Agentic Commerce Moves From Pilots to Production at NRF 2026
The National Retail Federation's annual show in New York made one thing clear: agentic commerce has crossed the chasm. NRF's first dedicated AI Stage drew packed sessions on agentic best practices, ROI, and personalized experiences, while Microsoft and Google both unveiled infrastructure plays that expand the addressable market for retailers.
Conversations with hundreds of retailers and dozens of sessions surfaced three defining trends, each showing a sector that has moved past the hesitation that marked last summer's sentiment and into active implementation and optimization.
Retailers Have Moved Past the "If" Question
The debate over whether agentic commerce is viable is over. The question now is how to deploy it at scale while preserving trust, brand identity, and control. Live audience polling during NRF's agentic commerce session found that nearly three-quarters of attendees were either actively implementing or planning agentic commerce initiatives.

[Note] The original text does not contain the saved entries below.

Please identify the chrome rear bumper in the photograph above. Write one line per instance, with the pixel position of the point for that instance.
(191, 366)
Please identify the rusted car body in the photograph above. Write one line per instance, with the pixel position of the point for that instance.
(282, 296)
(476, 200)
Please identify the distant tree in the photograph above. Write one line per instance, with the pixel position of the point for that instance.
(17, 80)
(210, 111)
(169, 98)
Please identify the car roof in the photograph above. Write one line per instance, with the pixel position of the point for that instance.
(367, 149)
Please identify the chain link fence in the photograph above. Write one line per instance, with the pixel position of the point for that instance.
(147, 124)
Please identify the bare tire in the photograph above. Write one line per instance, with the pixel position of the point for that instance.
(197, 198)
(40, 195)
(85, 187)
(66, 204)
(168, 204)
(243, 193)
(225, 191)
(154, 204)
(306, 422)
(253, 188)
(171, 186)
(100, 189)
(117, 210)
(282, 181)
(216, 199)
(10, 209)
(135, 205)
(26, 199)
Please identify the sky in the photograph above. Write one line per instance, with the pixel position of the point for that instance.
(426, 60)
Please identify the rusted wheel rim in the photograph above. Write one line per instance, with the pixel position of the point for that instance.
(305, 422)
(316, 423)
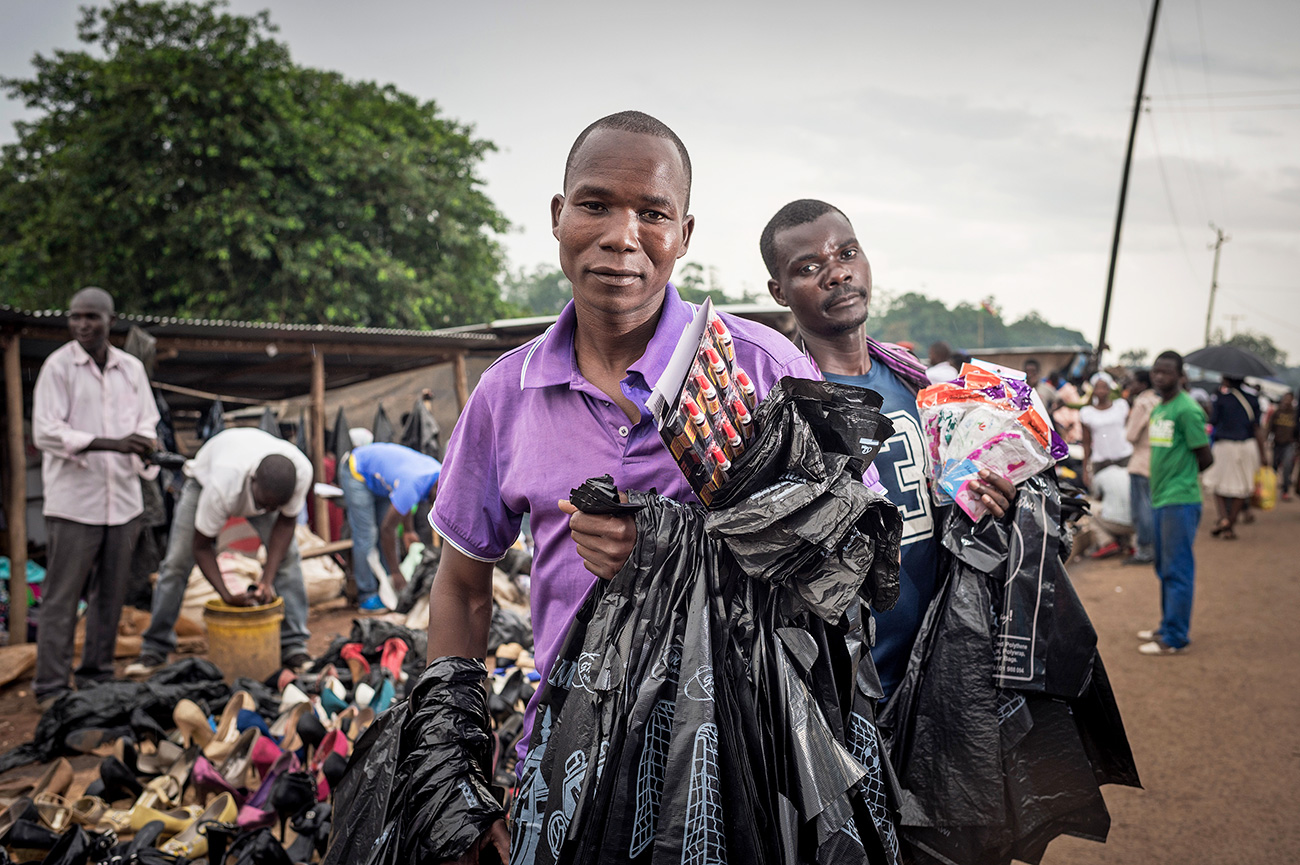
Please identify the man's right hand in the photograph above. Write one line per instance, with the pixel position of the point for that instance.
(243, 598)
(137, 444)
(494, 840)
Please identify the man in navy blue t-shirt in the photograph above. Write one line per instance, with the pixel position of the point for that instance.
(818, 269)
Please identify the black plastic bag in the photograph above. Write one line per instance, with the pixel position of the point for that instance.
(992, 773)
(416, 788)
(696, 714)
(146, 706)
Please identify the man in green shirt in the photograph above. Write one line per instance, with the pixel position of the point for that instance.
(1179, 453)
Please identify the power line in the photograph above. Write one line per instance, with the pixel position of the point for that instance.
(1220, 109)
(1230, 94)
(1209, 87)
(1169, 199)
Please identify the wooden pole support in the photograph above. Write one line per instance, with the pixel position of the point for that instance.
(16, 504)
(317, 441)
(458, 366)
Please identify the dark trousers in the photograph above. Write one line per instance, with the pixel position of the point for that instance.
(85, 561)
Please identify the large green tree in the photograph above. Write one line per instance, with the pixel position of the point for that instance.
(186, 164)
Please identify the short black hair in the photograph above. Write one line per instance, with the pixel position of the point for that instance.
(277, 478)
(632, 121)
(800, 212)
(1170, 355)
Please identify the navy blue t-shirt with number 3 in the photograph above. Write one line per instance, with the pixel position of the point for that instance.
(901, 463)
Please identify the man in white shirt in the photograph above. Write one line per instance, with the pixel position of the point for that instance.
(238, 472)
(94, 418)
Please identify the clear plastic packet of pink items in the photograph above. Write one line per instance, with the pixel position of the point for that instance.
(983, 420)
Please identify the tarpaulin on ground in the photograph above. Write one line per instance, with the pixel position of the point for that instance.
(144, 706)
(1005, 725)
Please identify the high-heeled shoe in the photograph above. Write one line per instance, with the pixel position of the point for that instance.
(89, 811)
(193, 723)
(256, 811)
(264, 755)
(167, 790)
(356, 662)
(55, 812)
(393, 654)
(174, 820)
(116, 782)
(72, 848)
(157, 761)
(293, 794)
(310, 729)
(228, 730)
(193, 843)
(230, 775)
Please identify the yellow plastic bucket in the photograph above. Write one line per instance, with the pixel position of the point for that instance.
(245, 640)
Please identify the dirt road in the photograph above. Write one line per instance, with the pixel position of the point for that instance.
(1216, 730)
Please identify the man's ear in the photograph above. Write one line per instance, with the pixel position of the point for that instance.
(774, 288)
(557, 206)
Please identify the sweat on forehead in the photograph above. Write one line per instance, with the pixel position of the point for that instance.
(632, 121)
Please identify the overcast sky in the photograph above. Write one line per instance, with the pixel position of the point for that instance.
(975, 146)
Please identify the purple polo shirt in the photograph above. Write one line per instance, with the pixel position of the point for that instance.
(534, 428)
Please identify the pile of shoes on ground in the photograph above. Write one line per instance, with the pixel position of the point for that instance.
(198, 770)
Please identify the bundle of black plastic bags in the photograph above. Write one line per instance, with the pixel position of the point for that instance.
(713, 701)
(1005, 725)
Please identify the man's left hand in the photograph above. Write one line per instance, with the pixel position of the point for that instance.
(263, 592)
(603, 541)
(996, 492)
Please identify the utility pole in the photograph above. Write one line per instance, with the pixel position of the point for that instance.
(1217, 245)
(1123, 182)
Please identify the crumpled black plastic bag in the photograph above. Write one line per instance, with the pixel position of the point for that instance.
(146, 706)
(416, 787)
(794, 510)
(992, 773)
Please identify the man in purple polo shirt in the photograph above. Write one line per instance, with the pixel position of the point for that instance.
(572, 403)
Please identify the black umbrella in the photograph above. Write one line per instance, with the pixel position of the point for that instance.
(382, 427)
(1231, 360)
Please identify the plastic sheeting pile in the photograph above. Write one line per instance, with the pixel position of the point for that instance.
(1005, 725)
(714, 701)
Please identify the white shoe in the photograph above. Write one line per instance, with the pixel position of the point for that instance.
(1156, 647)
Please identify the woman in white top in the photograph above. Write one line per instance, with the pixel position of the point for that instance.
(1104, 440)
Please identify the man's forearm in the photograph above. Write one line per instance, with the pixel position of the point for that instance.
(458, 622)
(206, 557)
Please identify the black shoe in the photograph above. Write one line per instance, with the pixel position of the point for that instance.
(312, 827)
(297, 661)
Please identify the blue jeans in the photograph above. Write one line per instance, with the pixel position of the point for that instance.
(364, 513)
(1144, 524)
(1175, 566)
(174, 578)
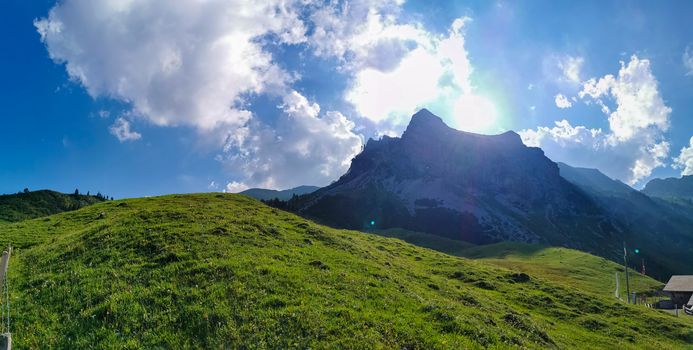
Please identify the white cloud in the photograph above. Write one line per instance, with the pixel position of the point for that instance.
(121, 130)
(304, 148)
(562, 101)
(639, 105)
(176, 63)
(688, 61)
(685, 159)
(434, 71)
(570, 67)
(634, 145)
(235, 187)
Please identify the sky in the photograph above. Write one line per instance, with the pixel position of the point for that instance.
(137, 98)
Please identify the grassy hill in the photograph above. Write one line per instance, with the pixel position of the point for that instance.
(29, 205)
(569, 267)
(225, 271)
(566, 266)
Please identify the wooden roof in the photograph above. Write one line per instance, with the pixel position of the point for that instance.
(680, 283)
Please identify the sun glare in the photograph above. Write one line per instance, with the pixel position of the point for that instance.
(475, 113)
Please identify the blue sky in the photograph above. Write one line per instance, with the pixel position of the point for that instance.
(151, 97)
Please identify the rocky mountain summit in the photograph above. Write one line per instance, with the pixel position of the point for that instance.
(477, 188)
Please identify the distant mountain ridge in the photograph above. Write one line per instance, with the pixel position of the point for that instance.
(33, 204)
(671, 188)
(477, 188)
(265, 194)
(490, 188)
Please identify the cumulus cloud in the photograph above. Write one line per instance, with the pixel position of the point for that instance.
(432, 70)
(176, 63)
(121, 130)
(199, 64)
(305, 147)
(688, 61)
(685, 159)
(634, 145)
(562, 101)
(235, 187)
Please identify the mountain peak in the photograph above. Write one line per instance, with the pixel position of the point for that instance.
(425, 120)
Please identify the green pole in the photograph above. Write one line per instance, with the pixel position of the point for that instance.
(625, 265)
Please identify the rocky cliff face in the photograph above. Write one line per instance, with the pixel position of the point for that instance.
(477, 188)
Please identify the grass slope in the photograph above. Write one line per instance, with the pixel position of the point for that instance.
(569, 267)
(29, 205)
(566, 266)
(225, 271)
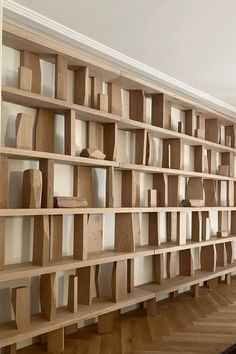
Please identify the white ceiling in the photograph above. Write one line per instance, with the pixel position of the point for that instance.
(193, 41)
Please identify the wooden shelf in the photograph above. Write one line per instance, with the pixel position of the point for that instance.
(181, 281)
(38, 326)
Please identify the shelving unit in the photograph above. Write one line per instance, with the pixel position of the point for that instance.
(207, 134)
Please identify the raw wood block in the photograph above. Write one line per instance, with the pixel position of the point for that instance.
(80, 236)
(24, 131)
(221, 255)
(189, 120)
(210, 192)
(48, 296)
(4, 178)
(175, 156)
(212, 132)
(31, 61)
(223, 224)
(45, 121)
(161, 111)
(73, 293)
(230, 252)
(227, 158)
(105, 322)
(137, 109)
(124, 232)
(194, 188)
(152, 197)
(158, 268)
(102, 102)
(46, 166)
(55, 341)
(81, 88)
(41, 243)
(85, 279)
(199, 158)
(2, 241)
(186, 266)
(151, 307)
(96, 92)
(197, 226)
(110, 198)
(171, 264)
(206, 231)
(140, 146)
(69, 132)
(21, 306)
(25, 78)
(153, 230)
(110, 141)
(70, 202)
(160, 183)
(83, 183)
(119, 281)
(208, 258)
(211, 158)
(173, 191)
(61, 65)
(230, 193)
(56, 238)
(114, 99)
(230, 136)
(130, 275)
(32, 189)
(129, 189)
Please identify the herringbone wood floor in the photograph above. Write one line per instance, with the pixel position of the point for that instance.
(185, 325)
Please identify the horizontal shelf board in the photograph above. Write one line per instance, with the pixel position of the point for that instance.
(34, 100)
(15, 153)
(73, 211)
(171, 171)
(27, 269)
(38, 326)
(162, 133)
(181, 281)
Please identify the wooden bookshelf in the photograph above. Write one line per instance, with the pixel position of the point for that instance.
(208, 134)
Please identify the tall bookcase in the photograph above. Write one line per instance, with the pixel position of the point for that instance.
(180, 258)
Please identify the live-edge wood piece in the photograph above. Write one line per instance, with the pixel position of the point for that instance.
(21, 306)
(61, 64)
(45, 122)
(24, 131)
(32, 188)
(31, 61)
(48, 296)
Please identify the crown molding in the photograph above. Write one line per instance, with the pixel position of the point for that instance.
(36, 21)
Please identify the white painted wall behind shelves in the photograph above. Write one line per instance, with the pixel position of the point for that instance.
(191, 40)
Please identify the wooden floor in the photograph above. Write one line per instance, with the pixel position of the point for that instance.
(185, 325)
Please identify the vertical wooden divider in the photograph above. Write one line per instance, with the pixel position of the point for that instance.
(48, 296)
(41, 243)
(137, 106)
(61, 77)
(21, 306)
(186, 262)
(47, 168)
(161, 111)
(114, 99)
(208, 258)
(158, 268)
(31, 61)
(80, 236)
(81, 86)
(119, 280)
(124, 233)
(69, 132)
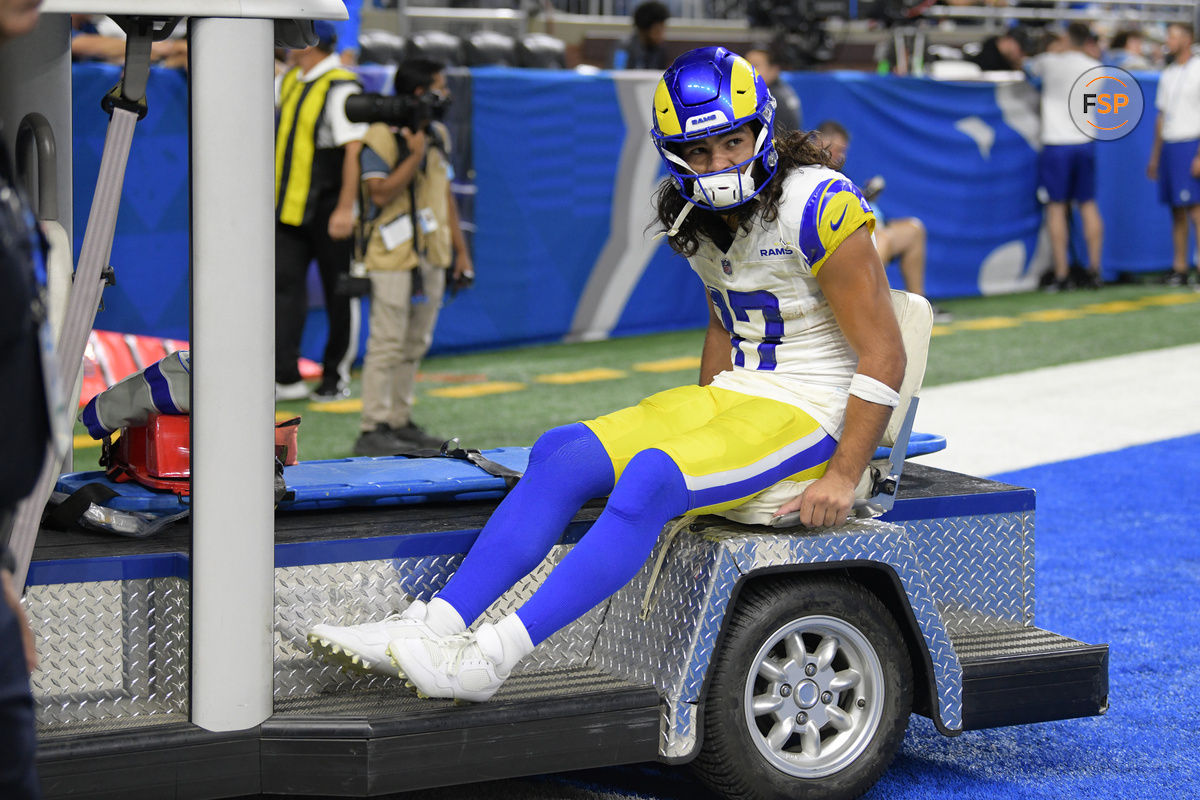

That momentum is visible in the ecosystem. URBN, Etsy, Ashley Furniture, Coach, Kate Spade, Nectar, Revolve, Halara, and Abt Electronics have all onboarded to Stripe's Agentic Commerce Suite. More than 25 partners, including Salesforce, Squarespace, and PwC, have endorsed the Agentic Commerce Protocol (ACP).
Infrastructure-level announcements reinforced the shift. Stripe is helping power Microsoft's Copilot Checkout, which will let US-based Copilot users purchase from Etsy merchants, Urban Outfitters, and Anthropologie without leaving the chat interface. It's Stripe's second major AI agent integration, following its support for Instant Checkout in ChatGPT. Google countered with its Universal Commerce Protocol (UCP), adding another live standard to the market. For retailers already on the Agentic Commerce Suite, UCP support requires no extra integration work, since the suite automatically supports all agentic protocols through a single setup.
Agent-Ready Catalogs: Start Narrow, Then Expand
The most common question from retailers was consistent: what does good product data look like for AI agents? OpenAI's Yelena Reznikova, who manages B2B partnerships, stressed the importance of structured product feeds with clean, current item descriptions, pricing, and availability as the key to capturing intent and surfacing the right products at the right moment.
For retailers with enormous catalogs, that's a daunting prospect. URBN manages thousands of SKUs across its portfolio of consumer brands. The company's approach, as CIO Rob Frieman described it in an NRF session, was to avoid a big-bang overhaul. Instead, URBN zeroed in on high-impact categories like dresses and denim, standardizing language, attributes, and taxonomy in those areas first.
"You don't want to tackle everything out of the gate," Frieman said. "We have a very broad product catalog across all of our brands. We wanted to focus on some of our most popular products and use cases that were going to provide high value early."
First-Party AI Experiences Complement Third-Party Agents
Loyalty was a recurring concern among retailers: how do you maintain customer relationships when shopping happens through third-party agents? Many are answering by building their own native AI shopping experiences alongside their presence on external agent platforms.
Home Depot's Magic Apron, an AI companion available only on its own website, is one example. It handles specialized customer support and, because it has access to customer and purchase data that third-party agents lack, delivers a more personalized experience that builds on existing brand trust.
Ralph Lauren's David Lauren, chief branding and innovation officer, described a similar approach during his keynote. Ask Ralph, launched in September, creates shoppable outfit combinations from the men's and women's Polo collections, personalized to each user's prompts.
"Nobody needs a flannel shirt," Lauren said. "Showing a customer how to put it together is what makes us unique."
The takeaway from these examples is that retailers aren't choosing between third-party agentic discovery platforms and first-party AI experiences. They're building both, positioning themselves to meet customers wherever they prefer to shop while keeping deeper engagement on their own properties.